In the present invention for achieving the above object, in the unit pixel of the CMOS image sensor having a photodiode for generating a photocharge and a transfer transistor for transferring the photocharge generated in the photodiode to the floating diffusion, the photodiode Has an octagonal shape, and the gate of the transfer transistor is formed in contact with one side of the octagonal photodiode.

In addition, the present invention relates to a unit pixel of a CMOS image sensor including a photodiode, a metal wiring, a color filter, and a microlens, wherein the photodiode has an octagonal shape, and the metal wiring has a virtual internal region formed in a plane. It has an octagonal shape on the photodiode, and the color filter and the microlens are formed by stacking on the photodiode and having a planar shape whose length in the vertical and horizontal directions passing through the center point is larger than the length of one side. It is characterized by that.

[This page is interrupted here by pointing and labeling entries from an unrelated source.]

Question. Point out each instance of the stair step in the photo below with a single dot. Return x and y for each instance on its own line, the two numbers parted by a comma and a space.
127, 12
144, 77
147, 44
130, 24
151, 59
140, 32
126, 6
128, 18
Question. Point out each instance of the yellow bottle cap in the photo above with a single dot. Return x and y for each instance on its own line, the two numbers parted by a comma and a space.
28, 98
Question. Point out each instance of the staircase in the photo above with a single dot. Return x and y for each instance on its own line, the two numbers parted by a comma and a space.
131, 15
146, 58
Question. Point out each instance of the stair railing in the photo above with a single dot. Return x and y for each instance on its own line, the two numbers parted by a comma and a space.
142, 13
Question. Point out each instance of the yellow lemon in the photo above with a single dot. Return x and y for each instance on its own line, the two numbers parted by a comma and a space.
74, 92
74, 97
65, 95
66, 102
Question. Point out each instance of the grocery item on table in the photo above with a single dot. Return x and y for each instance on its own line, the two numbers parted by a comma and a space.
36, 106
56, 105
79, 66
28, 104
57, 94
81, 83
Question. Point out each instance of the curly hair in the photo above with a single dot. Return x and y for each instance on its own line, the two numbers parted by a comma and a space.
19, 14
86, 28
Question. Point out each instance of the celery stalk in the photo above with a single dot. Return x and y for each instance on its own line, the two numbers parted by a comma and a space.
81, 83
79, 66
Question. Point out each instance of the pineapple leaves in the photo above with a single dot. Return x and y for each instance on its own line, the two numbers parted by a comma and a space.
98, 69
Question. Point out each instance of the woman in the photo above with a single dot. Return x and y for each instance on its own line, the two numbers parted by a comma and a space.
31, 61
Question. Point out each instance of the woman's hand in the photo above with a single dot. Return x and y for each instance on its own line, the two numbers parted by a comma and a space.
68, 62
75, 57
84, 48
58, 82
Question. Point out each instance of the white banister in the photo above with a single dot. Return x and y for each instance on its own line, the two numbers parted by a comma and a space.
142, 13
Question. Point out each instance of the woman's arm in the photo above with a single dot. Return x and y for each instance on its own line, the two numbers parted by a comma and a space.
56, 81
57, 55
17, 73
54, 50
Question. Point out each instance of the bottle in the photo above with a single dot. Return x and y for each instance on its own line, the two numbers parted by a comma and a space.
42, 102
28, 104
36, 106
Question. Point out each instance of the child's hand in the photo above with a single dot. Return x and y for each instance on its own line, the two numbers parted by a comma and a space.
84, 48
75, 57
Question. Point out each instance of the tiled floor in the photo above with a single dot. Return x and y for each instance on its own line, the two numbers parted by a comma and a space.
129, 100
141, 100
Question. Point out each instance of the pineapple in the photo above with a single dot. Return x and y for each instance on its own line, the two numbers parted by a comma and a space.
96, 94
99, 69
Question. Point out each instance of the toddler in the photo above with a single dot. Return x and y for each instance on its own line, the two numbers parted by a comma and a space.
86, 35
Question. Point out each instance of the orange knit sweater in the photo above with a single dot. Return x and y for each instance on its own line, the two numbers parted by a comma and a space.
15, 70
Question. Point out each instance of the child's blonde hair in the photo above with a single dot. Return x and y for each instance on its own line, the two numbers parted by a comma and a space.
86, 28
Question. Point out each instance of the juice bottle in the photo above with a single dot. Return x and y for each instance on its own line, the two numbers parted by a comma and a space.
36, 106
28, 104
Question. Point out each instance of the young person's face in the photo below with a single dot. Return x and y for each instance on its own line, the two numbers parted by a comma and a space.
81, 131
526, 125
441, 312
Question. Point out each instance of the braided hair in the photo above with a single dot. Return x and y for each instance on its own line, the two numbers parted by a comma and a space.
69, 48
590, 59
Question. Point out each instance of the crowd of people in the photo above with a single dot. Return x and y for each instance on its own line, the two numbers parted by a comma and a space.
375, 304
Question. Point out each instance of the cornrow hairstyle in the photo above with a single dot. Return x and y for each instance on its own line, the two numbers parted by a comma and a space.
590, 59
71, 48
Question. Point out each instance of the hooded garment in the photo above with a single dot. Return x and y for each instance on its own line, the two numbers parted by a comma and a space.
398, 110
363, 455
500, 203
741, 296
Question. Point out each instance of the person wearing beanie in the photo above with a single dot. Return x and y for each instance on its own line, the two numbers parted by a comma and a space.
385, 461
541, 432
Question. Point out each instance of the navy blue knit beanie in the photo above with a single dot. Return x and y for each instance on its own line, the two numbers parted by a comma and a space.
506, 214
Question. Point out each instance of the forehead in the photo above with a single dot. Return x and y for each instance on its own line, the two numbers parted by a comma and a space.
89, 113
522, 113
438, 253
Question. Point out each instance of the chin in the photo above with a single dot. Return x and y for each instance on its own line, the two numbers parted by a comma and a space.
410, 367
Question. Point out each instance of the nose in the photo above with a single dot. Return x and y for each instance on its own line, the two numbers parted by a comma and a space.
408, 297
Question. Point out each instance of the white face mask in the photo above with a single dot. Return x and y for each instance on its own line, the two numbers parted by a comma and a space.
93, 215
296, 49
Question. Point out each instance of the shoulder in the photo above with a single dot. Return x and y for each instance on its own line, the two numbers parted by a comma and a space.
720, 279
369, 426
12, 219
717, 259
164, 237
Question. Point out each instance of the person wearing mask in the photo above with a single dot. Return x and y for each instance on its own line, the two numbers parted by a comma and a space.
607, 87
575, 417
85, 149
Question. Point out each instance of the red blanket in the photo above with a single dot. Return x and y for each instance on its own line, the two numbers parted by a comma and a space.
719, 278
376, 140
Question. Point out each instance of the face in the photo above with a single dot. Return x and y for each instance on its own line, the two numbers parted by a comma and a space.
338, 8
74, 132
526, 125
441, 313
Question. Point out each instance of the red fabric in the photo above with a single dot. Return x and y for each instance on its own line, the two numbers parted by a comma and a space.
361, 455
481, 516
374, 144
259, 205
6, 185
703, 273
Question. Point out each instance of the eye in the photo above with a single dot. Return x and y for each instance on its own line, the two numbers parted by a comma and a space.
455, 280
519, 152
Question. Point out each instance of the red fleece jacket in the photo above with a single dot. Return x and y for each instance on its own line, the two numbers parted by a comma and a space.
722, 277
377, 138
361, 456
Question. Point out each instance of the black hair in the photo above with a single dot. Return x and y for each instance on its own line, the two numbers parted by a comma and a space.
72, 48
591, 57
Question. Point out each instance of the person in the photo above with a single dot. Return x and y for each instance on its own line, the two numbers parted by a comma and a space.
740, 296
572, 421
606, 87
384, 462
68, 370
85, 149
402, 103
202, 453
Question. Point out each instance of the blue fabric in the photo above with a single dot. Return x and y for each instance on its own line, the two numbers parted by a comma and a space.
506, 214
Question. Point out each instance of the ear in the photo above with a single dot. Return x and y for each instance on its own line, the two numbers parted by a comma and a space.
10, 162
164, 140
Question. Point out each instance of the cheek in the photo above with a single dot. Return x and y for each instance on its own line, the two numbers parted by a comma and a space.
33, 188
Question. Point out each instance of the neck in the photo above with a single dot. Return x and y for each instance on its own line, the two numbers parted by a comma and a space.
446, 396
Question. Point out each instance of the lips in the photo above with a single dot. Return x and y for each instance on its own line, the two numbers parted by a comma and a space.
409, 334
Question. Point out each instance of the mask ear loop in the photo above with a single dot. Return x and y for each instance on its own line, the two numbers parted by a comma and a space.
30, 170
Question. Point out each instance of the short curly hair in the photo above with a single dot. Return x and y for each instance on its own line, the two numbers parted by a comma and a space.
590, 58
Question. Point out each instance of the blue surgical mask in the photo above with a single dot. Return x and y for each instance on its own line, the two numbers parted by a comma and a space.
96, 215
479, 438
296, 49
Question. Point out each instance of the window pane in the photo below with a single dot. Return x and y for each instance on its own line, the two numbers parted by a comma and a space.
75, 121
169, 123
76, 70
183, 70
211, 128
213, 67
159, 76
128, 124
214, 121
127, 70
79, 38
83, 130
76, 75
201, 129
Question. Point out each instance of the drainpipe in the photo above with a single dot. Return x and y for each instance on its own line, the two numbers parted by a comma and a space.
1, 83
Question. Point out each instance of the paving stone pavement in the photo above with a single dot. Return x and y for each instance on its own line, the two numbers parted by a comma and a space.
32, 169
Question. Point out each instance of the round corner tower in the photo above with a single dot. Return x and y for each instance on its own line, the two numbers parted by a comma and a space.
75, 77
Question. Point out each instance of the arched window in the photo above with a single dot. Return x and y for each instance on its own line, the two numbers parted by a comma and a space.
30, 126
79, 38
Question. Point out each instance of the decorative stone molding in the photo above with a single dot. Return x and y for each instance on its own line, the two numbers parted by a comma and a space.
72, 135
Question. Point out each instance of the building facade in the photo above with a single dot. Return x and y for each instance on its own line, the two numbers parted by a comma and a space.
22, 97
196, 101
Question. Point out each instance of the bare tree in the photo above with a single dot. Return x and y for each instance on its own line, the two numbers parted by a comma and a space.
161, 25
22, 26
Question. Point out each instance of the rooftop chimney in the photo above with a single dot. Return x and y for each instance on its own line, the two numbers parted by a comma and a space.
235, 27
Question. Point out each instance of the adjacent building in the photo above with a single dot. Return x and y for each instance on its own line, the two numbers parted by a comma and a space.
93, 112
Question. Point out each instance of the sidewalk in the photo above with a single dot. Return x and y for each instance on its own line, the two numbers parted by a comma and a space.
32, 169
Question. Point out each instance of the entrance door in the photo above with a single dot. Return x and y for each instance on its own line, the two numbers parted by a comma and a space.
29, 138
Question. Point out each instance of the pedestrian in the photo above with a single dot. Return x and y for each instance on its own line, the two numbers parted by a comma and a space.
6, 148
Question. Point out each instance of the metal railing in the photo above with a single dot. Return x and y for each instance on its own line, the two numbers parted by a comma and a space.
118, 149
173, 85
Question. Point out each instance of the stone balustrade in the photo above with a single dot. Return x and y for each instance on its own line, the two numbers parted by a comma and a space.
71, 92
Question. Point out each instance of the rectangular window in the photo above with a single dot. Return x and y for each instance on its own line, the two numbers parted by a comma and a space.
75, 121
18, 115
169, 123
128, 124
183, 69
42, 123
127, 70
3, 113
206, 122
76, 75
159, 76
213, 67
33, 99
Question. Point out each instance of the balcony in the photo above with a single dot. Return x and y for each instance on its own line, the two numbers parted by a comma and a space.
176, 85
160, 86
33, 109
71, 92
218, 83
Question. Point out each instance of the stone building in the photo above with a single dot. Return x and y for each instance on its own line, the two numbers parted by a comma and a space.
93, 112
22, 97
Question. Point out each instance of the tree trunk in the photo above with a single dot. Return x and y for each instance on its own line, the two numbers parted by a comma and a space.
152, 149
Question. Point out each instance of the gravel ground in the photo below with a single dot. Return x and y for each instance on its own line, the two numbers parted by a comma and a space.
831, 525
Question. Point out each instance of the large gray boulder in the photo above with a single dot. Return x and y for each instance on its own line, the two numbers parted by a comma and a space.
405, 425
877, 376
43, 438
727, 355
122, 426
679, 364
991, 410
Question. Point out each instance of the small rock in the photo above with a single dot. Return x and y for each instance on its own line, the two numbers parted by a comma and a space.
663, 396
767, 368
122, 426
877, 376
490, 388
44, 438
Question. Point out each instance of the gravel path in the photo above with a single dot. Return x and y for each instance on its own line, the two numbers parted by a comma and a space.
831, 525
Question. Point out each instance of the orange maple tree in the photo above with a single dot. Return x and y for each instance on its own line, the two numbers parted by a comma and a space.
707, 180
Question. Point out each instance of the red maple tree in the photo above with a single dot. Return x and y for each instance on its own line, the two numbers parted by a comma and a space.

In addition, the unit pixel of the CMOS image sensor of the present invention, the photodiode having an octagonal shape in a plane; A gate of a transfer transistor formed in contact with one side of an octagonal shape of the photodiode; A metal interconnection formed such that an imaginary inner region has an octagonal shape on the photodiode; And a color filter and a microlens formed by being stacked on the photodiode and having a rhombic shape whose length in the vertical and horizontal directions through which the planar shape passes through the center point is larger than the length of any side. .

Hereinafter, the most preferred embodiments of the present invention will be described in detail so that those skilled in the art can easily implement the technical idea of the present invention.

3 is a unit pixel layout of a CMOS image sensor according to an exemplary embodiment of the present invention.

FIG. 3A shows the relationship between the isolation and the polysilicon line, FIG. 3B shows the relationship between the photodiode and the metallization, and FIG. 3C shows the relationship between the photodiode region, color filter and microlens.

Referring to FIG. 3A, unlike the conventional art, the photodiode region 301 has an octagonal shape, and active regions (including floating diffusion and drain diffusion) of the transistors constituting the unit pixels 303, 305, 307, It should be noted that 309 is formed to extend linearly in one direction from the photodiode region.

In addition, the gate polysilicon 302 of the transfer transistor is formed in contact with one surface of the octagonal photodiode region 301, and is gradually spaced apart from the photodiode, and the gate polysilicon 304 of the reset transistor is formed on the active region. The gate polysilicon 306 of the drive transistor and the gate polysilicon 308 of the select transistor are formed.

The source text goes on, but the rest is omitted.